Materials and Methodology:
Over 4 years, we evaluated patients who had positive MAC cultures, MAC infection and coinfection with MTB. In the first study, 42 immunocompetent patients with sputum or BAL culture positive only for MAC during a single year (2004) were reviewed. On clinical and radiographic review, they were classified as disease related to MAC, likely related to MAC or unrelated to MAC. In the second study, we reviewed all immunocompetent patients, during two years (2004-2005), whose respiratory secretions cultured both MTB and nontuberculous mycobacteria (NTM).
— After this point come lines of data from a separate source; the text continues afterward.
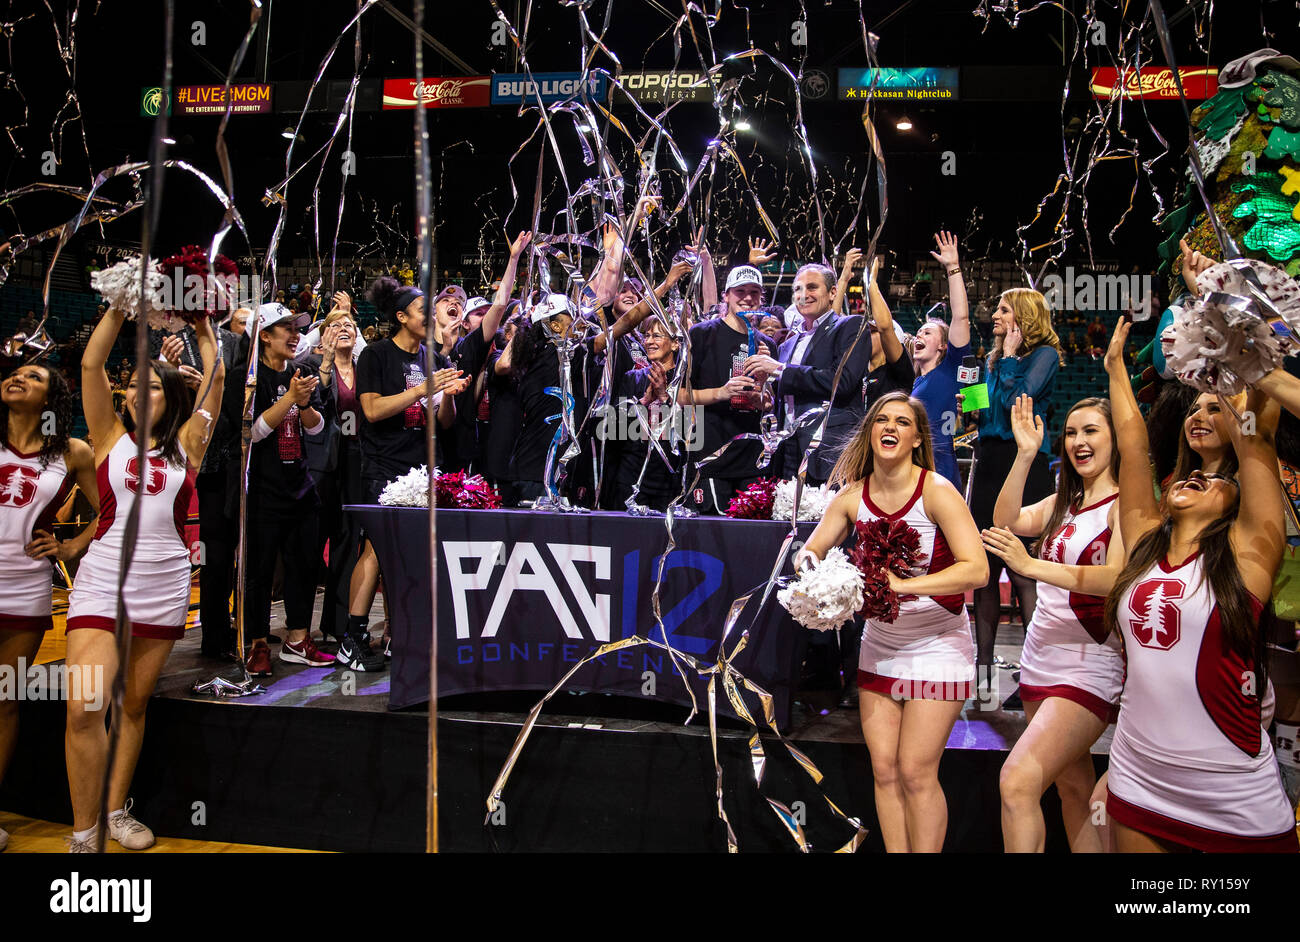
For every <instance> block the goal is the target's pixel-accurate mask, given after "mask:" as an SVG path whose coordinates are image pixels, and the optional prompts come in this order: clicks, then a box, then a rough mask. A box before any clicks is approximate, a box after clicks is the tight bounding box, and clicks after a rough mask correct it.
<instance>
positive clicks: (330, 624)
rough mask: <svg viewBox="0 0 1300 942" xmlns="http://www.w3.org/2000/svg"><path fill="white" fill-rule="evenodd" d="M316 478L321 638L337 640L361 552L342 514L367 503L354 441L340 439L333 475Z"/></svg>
mask: <svg viewBox="0 0 1300 942" xmlns="http://www.w3.org/2000/svg"><path fill="white" fill-rule="evenodd" d="M315 477H316V494H317V496H320V499H321V511H320V521H318V526H317V534H316V554H315V556H312V559H313V560H316V563H317V564H318V565H320V566H321V569H322V572H320V573H318V576H317V582H320V581H324V583H325V599H324V602H322V603H321V621H320V629H321V633H322V634H329V635H334V637H335V638H338V637H341V635H342V634H343V629H344V628H346V626H347V592H348V587H350V586H351V583H352V569H355V568H356V560H357V556H359V555H360V548H361V530H360V528H359V526H357V525H356V524H355V522H354V520H352V516H351V515H348V513H344V512H343V505H344V504H364V503H365V500H367V492H365V489H364V487H363V486H361V450H360V447H359V446H357V443H356V439H350V438H341V439H339V446H338V465H337V466H335V469H334V470H333V472H321V473H320V474H316V476H315ZM326 544H329V563H328V564H326V563H324V556H325V546H326Z"/></svg>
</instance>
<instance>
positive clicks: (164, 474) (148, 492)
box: [126, 456, 166, 496]
mask: <svg viewBox="0 0 1300 942" xmlns="http://www.w3.org/2000/svg"><path fill="white" fill-rule="evenodd" d="M144 461H146V464H147V470H146V476H147V477H146V478H144V494H146V495H147V496H153V495H155V494H161V492H162V489H164V487H166V463H165V461H164V460H162V459H160V457H147V459H144ZM126 490H129V491H130V492H131V494H139V492H140V460H139V457H135V456H133V457H131V459H129V460H127V463H126Z"/></svg>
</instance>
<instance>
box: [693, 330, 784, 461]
mask: <svg viewBox="0 0 1300 942" xmlns="http://www.w3.org/2000/svg"><path fill="white" fill-rule="evenodd" d="M754 342H755V348H757V346H758V344H762V343H766V344H767V350H768V353H770V355H771V357H772V359H774V360H775V359H776V343H774V342H772V338H770V337H767V335H766V334H761V333H758V331H754ZM742 346H744V347H745V348H746V351H748V350H749V334H748V333H746V331H742V330H736V329H733V327H732V326H729V325H728V324H727V318H725V317H716V318H714V320H711V321H705V322H703V324H697V325H695V326H694V327H692V329H690V387H692V388H693V390H712V388H718V387H719V386H725V385H727V381H728V379H731V377H732V357H735V356H738V355H740V348H741V347H742ZM703 413H705V435H703V447H702V448H701V450H699V451H698V452H695V453H694V455H693V456H692V457H694V459H697V460H698V459H701V457H706V456H708V455H712V453H714V452H715V451H718V450H719V448H720V447H723V444H724V443H727V442H729V440H731V439H732V438H735V437H736V435H741V434H744V433H758V430H759V421H761V420H762V417H763V413H762V412H761V411H758V409H754V411H741V409H733V408H732V407H731V400H729V399H724V400H723V401H720V403H715V404H712V405H705V407H703ZM697 414H698V412H697ZM762 451H763V450H762V446H759V443H758V442H740V443H737V444H733V446H732V447H731V448H728V450H727V453H725V455H723V456H722V457H720V459H718V460H715V461H711V463H710V464H708V465H706V466H705V469H703V470H702V472H701V479H703V478H733V479H735V478H753V477H762V476H763V473H764V472H762V470H759V469H758V468H757V466H755V465H757V464H758V457H759V455H761V453H762Z"/></svg>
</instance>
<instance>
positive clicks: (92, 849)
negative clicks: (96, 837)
mask: <svg viewBox="0 0 1300 942" xmlns="http://www.w3.org/2000/svg"><path fill="white" fill-rule="evenodd" d="M95 837H96V834H95V832H94V830H92V832H91V833H90V837H87V838H86V839H85V841H78V839H77V838H74V837H72V835H69V837H65V838H64V841H66V842H68V852H69V854H96V852H98V851H96V850H95Z"/></svg>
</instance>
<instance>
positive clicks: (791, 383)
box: [745, 265, 871, 709]
mask: <svg viewBox="0 0 1300 942" xmlns="http://www.w3.org/2000/svg"><path fill="white" fill-rule="evenodd" d="M835 296H836V278H835V272H833V270H831V269H829V268H827V266H826V265H805V266H803V268H801V269H800V270H798V273H797V274H796V275H794V307H796V309H797V311H798V312H800V316H801V317H802V318H803V322H802V325H801V327H802V329H801V330H798V331H796V333H794V334H792V335H790V337H789V338H788V339H787V340H785V343H783V344H781V350H780V360H779V361H774V360H772V359H771V357H764V356H751V357H749V360H746V361H745V372H746V373H750V372H751V370H753V372H754V373H766V374H768V376H775V377H776V379H775V394H776V416H777V422H779V424H780V427H783V429H787V427H789V426H790V424H793V422H794V420H796V418H798V417H800V416H802V414H803V413H805V412H807V411H809V409H813V408H816V407H819V405H822V403H824V401H827V400H828V399H831V385H832V383H833V382H835V373H836V370H837V369H839V368H840V364H841V363H844V372H842V373H841V374H840V382H839V385H837V386H836V387H835V399H833V400H832V401H831V414H829V416H828V417H827V418H826V430H824V431H823V433H822V444H820V446H819V447H818V450H816V451H815V452H813V456H811V457H810V459H809V470H807V483H810V485H820V483H826V481H827V479H828V478H829V477H831V469H832V468H833V466H835V461H836V459H837V457H839V456H840V451H841V448H842V447H844V444H845V443H846V442H848V440H849V439H850V438H852V437H853V433H854V430H855V429H857V427H858V424H859V422H861V421H862V417H863V404H862V382H863V379H865V378H866V376H867V373H868V372H870V369H871V333H870V331H868V330H866V325H865V324H863V321H862V316H861V314H853V316H849V317H845V316H840V314H836V313H835V307H836V305H835V300H836V298H835ZM820 424H822V421H820V420H818V421H814V422H810V424H809V425H805V426H803V427H802V429H800V430H798V431H796V433H794V434H793V435H790V437H789V438H788V439H785V442H784V443H783V444H781V451H780V453H779V455H777V457H776V461H779V463H781V464H784V468H783V474H781V477H784V478H787V479H789V478H792V477H794V476H796V474H798V470H800V463H801V461H802V460H803V452H806V451H807V448H809V446H810V444H811V443H813V435H814V434H815V433H816V429H818V426H819V425H820ZM779 466H780V465H779ZM858 630H861V629H858V626H857V625H855V624H854V622H850V624H849V625H848V626H846V628H844V629H841V630H840V633H839V634H840V638H839V642H840V643H839V646H836V643H835V642H833V641H832V633H829V631H807V633H805V634H806V635H807V634H810V635H814V637H811V638H807V650H806V652H805V659H803V669H805V680H803V683H802V686H803V689H805V690H810V691H826V693H823V694H820V695H818V694H814V696H813V699H811V703H813V706H814V707H816V708H819V709H827V708H829V706H831V704H832V703H835V699H836V696H839V699H840V703H841V706H852V704H854V703H855V700H857V696H855V694H857V691H855V687H857V644H855V641H857V631H858ZM831 691H835V693H831Z"/></svg>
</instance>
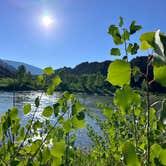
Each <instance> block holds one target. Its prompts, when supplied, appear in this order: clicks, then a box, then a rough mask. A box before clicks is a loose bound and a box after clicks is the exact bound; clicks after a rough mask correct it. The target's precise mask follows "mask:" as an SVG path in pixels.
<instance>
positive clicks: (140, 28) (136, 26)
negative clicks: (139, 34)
mask: <svg viewBox="0 0 166 166" xmlns="http://www.w3.org/2000/svg"><path fill="white" fill-rule="evenodd" d="M135 24H136V21H132V23H131V25H130V34H134V33H135V32H136V31H139V30H140V29H142V27H141V26H140V25H135Z"/></svg>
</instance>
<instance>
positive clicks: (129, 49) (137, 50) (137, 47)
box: [127, 43, 139, 55]
mask: <svg viewBox="0 0 166 166" xmlns="http://www.w3.org/2000/svg"><path fill="white" fill-rule="evenodd" d="M138 49H139V45H138V44H137V43H134V44H132V43H129V45H128V47H127V52H128V53H131V55H135V54H136V53H137V51H138Z"/></svg>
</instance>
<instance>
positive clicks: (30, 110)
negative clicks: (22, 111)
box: [23, 104, 31, 115]
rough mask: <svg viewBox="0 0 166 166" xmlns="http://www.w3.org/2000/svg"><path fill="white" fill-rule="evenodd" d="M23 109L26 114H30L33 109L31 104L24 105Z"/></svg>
mask: <svg viewBox="0 0 166 166" xmlns="http://www.w3.org/2000/svg"><path fill="white" fill-rule="evenodd" d="M23 111H24V114H25V115H26V114H28V113H29V112H30V111H31V104H26V105H24V108H23Z"/></svg>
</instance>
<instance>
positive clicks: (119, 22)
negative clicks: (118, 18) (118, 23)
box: [119, 16, 123, 27]
mask: <svg viewBox="0 0 166 166" xmlns="http://www.w3.org/2000/svg"><path fill="white" fill-rule="evenodd" d="M119 19H120V22H119V26H120V27H122V26H123V17H122V16H120V17H119Z"/></svg>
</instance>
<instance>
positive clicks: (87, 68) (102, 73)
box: [56, 60, 111, 76]
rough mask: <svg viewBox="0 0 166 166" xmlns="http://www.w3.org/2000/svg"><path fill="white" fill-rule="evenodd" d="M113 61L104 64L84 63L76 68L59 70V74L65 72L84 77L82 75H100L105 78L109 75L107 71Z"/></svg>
mask: <svg viewBox="0 0 166 166" xmlns="http://www.w3.org/2000/svg"><path fill="white" fill-rule="evenodd" d="M110 63H111V61H109V60H107V61H104V62H83V63H80V64H79V65H76V66H75V67H74V68H70V67H64V68H60V69H57V70H56V72H57V74H59V73H62V72H65V73H69V74H73V75H82V74H95V73H100V74H102V75H104V76H106V75H107V69H108V66H109V64H110Z"/></svg>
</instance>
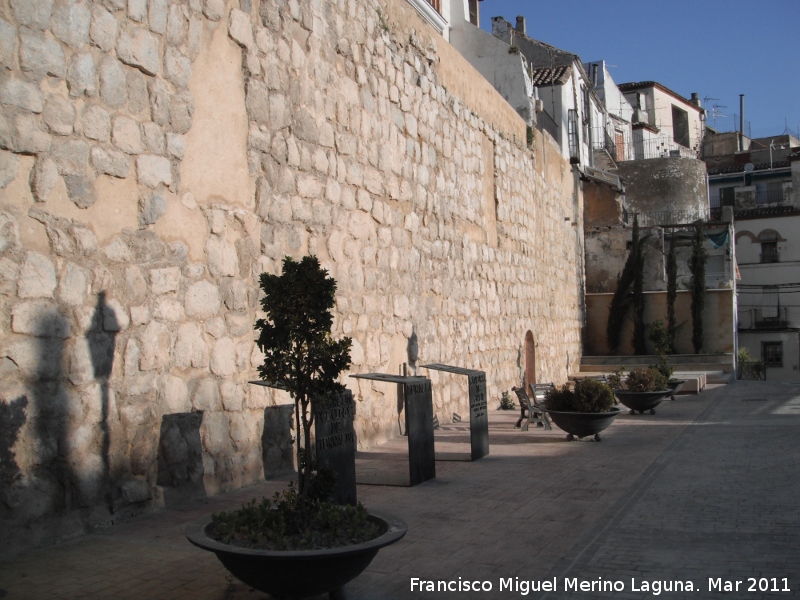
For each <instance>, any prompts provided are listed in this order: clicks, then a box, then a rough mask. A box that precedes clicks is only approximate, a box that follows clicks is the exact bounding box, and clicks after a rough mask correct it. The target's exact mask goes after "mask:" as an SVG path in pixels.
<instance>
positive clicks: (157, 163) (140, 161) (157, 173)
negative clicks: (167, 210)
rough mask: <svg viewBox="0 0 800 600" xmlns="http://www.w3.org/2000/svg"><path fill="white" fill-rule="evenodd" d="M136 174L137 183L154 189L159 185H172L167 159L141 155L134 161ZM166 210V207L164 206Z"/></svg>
mask: <svg viewBox="0 0 800 600" xmlns="http://www.w3.org/2000/svg"><path fill="white" fill-rule="evenodd" d="M136 174H137V177H138V180H139V183H142V184H144V185H146V186H147V187H151V188H156V187H158V186H159V184H162V183H163V184H164V185H167V186H170V185H172V165H171V163H170V162H169V159H168V158H164V157H163V156H153V155H151V154H142V155H141V156H139V157H138V158H137V159H136ZM164 209H165V210H166V205H165V206H164Z"/></svg>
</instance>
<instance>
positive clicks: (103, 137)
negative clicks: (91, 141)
mask: <svg viewBox="0 0 800 600" xmlns="http://www.w3.org/2000/svg"><path fill="white" fill-rule="evenodd" d="M81 126H82V129H83V135H84V136H86V137H87V138H89V139H91V140H97V141H98V142H107V141H108V140H109V136H110V135H111V117H110V116H109V114H108V111H107V110H106V109H105V108H103V107H101V106H95V105H92V104H88V105H86V107H85V108H84V109H83V114H82V115H81Z"/></svg>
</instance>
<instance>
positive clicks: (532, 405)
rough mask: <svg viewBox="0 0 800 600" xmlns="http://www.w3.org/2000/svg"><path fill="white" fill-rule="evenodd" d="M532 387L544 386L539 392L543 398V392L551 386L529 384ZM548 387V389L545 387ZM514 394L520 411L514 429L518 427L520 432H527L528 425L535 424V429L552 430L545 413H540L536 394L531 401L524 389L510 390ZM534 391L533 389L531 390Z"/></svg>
mask: <svg viewBox="0 0 800 600" xmlns="http://www.w3.org/2000/svg"><path fill="white" fill-rule="evenodd" d="M531 385H532V386H534V385H536V386H539V385H541V386H544V387H543V391H542V392H541V394H542V396H541V397H542V398H544V391H545V390H546V389H552V388H553V384H552V383H550V384H531ZM547 386H549V387H547ZM511 389H512V390H513V391H514V393H515V394H516V395H517V399H518V400H519V409H520V417H519V419H517V422H516V424H515V425H514V427H519V428H520V430H521V431H528V425H530V424H531V422H533V423H536V426H537V427H544V428H545V429H552V426H551V425H550V419H549V418H548V417H547V413H545V412H544V411H542V407H541V406H540V405H539V402H538V401H537V392H536V391H534V392H533V399H531V398H530V397H529V396H528V394H527V393H525V390H524V388H520V387H513V388H511ZM531 389H532V390H533V389H534V388H533V387H532V388H531Z"/></svg>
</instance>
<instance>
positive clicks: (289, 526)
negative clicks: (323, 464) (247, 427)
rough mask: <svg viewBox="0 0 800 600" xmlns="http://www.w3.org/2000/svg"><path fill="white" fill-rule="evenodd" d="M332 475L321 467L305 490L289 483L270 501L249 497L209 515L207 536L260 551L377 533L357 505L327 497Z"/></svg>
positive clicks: (329, 490)
mask: <svg viewBox="0 0 800 600" xmlns="http://www.w3.org/2000/svg"><path fill="white" fill-rule="evenodd" d="M335 481H336V474H335V473H333V472H332V471H330V470H329V469H320V470H319V471H318V472H317V474H316V475H315V477H314V478H312V480H311V485H310V489H309V492H308V494H307V495H305V496H302V495H300V494H298V493H297V490H296V489H295V487H294V485H293V484H290V486H289V489H288V490H285V491H284V492H283V494H279V493H277V492H276V493H275V496H274V497H273V499H272V500H271V501H270V500H268V499H267V498H263V499H262V500H261V502H259V503H256V501H255V500H251V501H250V502H249V503H248V504H245V505H244V506H242V508H241V509H239V510H237V511H233V512H230V513H226V512H222V513H218V514H217V513H215V514H213V515H211V520H212V523H213V527H212V529H211V531H210V533H211V536H212V537H213V538H214V539H216V540H217V541H219V542H222V543H223V544H230V545H232V546H238V547H240V548H254V549H259V550H315V549H318V548H335V547H340V546H348V545H352V544H360V543H361V542H366V541H368V540H371V539H373V538H376V537H378V536H379V535H380V534H381V533H382V532H381V531H380V530H379V528H378V525H377V524H376V523H374V522H372V521H370V520H369V513H368V512H367V510H366V509H365V508H364V507H363V506H362V505H361V504H360V503H359V504H358V505H357V506H339V505H337V504H334V503H333V502H331V497H332V495H333V490H334V489H335V488H334V486H335Z"/></svg>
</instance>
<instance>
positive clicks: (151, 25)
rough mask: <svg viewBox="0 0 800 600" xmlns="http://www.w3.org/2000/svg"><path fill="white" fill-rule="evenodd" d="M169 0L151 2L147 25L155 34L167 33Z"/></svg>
mask: <svg viewBox="0 0 800 600" xmlns="http://www.w3.org/2000/svg"><path fill="white" fill-rule="evenodd" d="M168 5H169V3H168V1H167V0H150V1H149V7H148V10H147V24H148V25H149V26H150V31H152V32H154V33H162V34H163V33H165V32H166V31H167V6H168Z"/></svg>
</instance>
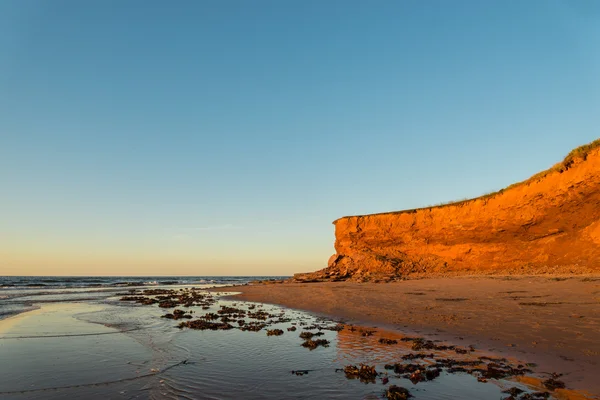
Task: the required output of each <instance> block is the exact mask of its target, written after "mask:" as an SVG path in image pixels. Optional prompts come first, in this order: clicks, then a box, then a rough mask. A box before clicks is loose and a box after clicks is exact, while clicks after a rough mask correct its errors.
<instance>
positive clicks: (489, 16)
mask: <svg viewBox="0 0 600 400" xmlns="http://www.w3.org/2000/svg"><path fill="white" fill-rule="evenodd" d="M599 71H600V2H597V1H594V0H589V1H583V0H582V1H556V0H554V1H553V0H531V1H516V0H514V1H513V0H511V1H495V2H494V1H441V0H439V1H379V2H369V1H349V0H344V1H321V0H319V1H309V0H302V1H291V0H290V1H281V0H273V1H260V0H258V1H241V0H240V1H179V2H164V1H146V0H144V1H104V0H102V1H100V0H97V1H58V0H57V1H33V0H4V1H2V2H0V185H1V186H0V187H1V195H0V275H2V274H50V275H51V274H80V275H90V274H109V275H110V274H196V275H202V274H215V275H221V274H244V275H254V274H291V273H293V272H297V271H307V270H315V269H318V268H321V267H323V266H325V264H326V261H327V258H328V257H329V255H331V254H332V253H333V241H334V235H333V233H334V232H333V225H331V222H332V221H333V220H334V219H336V218H338V217H340V216H343V215H352V214H365V213H375V212H383V211H391V210H399V209H405V208H413V207H420V206H426V205H430V204H434V203H438V202H442V201H449V200H454V199H459V198H465V197H474V196H478V195H481V194H483V193H485V192H489V191H492V190H497V189H500V188H502V187H504V186H506V185H509V184H511V183H513V182H515V181H519V180H523V179H525V178H527V177H529V176H530V175H532V174H534V173H536V172H538V171H539V170H542V169H546V168H548V167H550V166H551V165H552V164H554V163H555V162H558V161H559V160H561V159H562V157H564V156H565V155H566V153H568V152H569V151H570V150H571V149H572V148H574V147H576V146H578V145H581V144H584V143H587V142H590V141H592V140H594V139H596V138H597V137H598V136H600V135H599V132H598V127H599V126H600V74H599Z"/></svg>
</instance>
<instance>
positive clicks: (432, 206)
mask: <svg viewBox="0 0 600 400" xmlns="http://www.w3.org/2000/svg"><path fill="white" fill-rule="evenodd" d="M599 147H600V139H596V140H594V141H593V142H590V143H588V144H584V145H583V146H579V147H577V148H575V149H573V150H571V152H570V153H569V154H567V156H566V157H565V158H564V159H563V160H562V161H561V162H559V163H557V164H554V166H552V167H551V168H549V169H547V170H545V171H542V172H538V173H537V174H535V175H533V176H532V177H531V178H529V179H526V180H524V181H521V182H517V183H513V184H512V185H510V186H507V187H505V188H504V189H500V190H498V191H496V192H490V193H486V194H484V195H483V196H479V197H474V198H472V199H461V200H452V201H449V202H446V203H439V204H435V205H432V206H427V207H421V208H413V209H410V210H401V211H388V212H382V213H374V214H365V215H353V216H354V217H366V216H370V215H386V214H404V213H414V212H417V211H418V210H427V209H431V208H441V207H448V206H460V205H463V204H465V203H469V202H471V201H474V200H485V199H491V198H493V197H495V196H497V195H499V194H502V193H504V192H505V191H506V190H509V189H513V188H516V187H518V186H521V185H529V184H531V183H533V182H537V181H539V180H541V179H543V178H545V177H546V176H548V175H550V174H552V173H555V172H558V173H563V172H565V171H567V170H568V169H569V168H571V166H572V165H573V164H574V163H575V161H577V160H583V161H585V160H586V159H587V156H588V154H589V153H590V152H591V151H592V150H594V149H596V148H599ZM344 218H350V216H346V217H341V218H338V219H336V220H335V221H333V223H336V222H337V221H339V220H340V219H344Z"/></svg>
In the last study, we evaluated pulmonary function (PF) in patients with MAC infection before and after therapy (2006- 2007). PF was evaluated in patients following ATS guidelines.
Results:
Lung disease was related/likely related to MAC in 21 patients (50%) and not related in 21 (50%). In patients with MAC-related lung disease, the primary physician did not consider the diagnosis except when that physician was a pulmonologist. Half of those with MAC-related lung disease were smokers, white and US-born. There were 12 immunocompetent patients with MTB and NTM cultures. Eleven were non-white and all were foreign-born. Presentation and clinical course were consistent with MTB. All 8 patients with abnormal PF improved.
Conclusions:
The prevalence of MAC lung infection in two inner city hospitals was four times higher than that of TB. The indication for treatment of MAC infection should also rely heavily on clinical and radiological evidence when there is only one positive sputum culture. The diagnosis was considered only when the admitting physician was a pulmonologist. Most patients with combined infection were clinically consistent with MTB and responded to anti MTB treatment alone. Treatment with anti-MAC therapy improved PF in those patients whose PF was abnormal to begin with.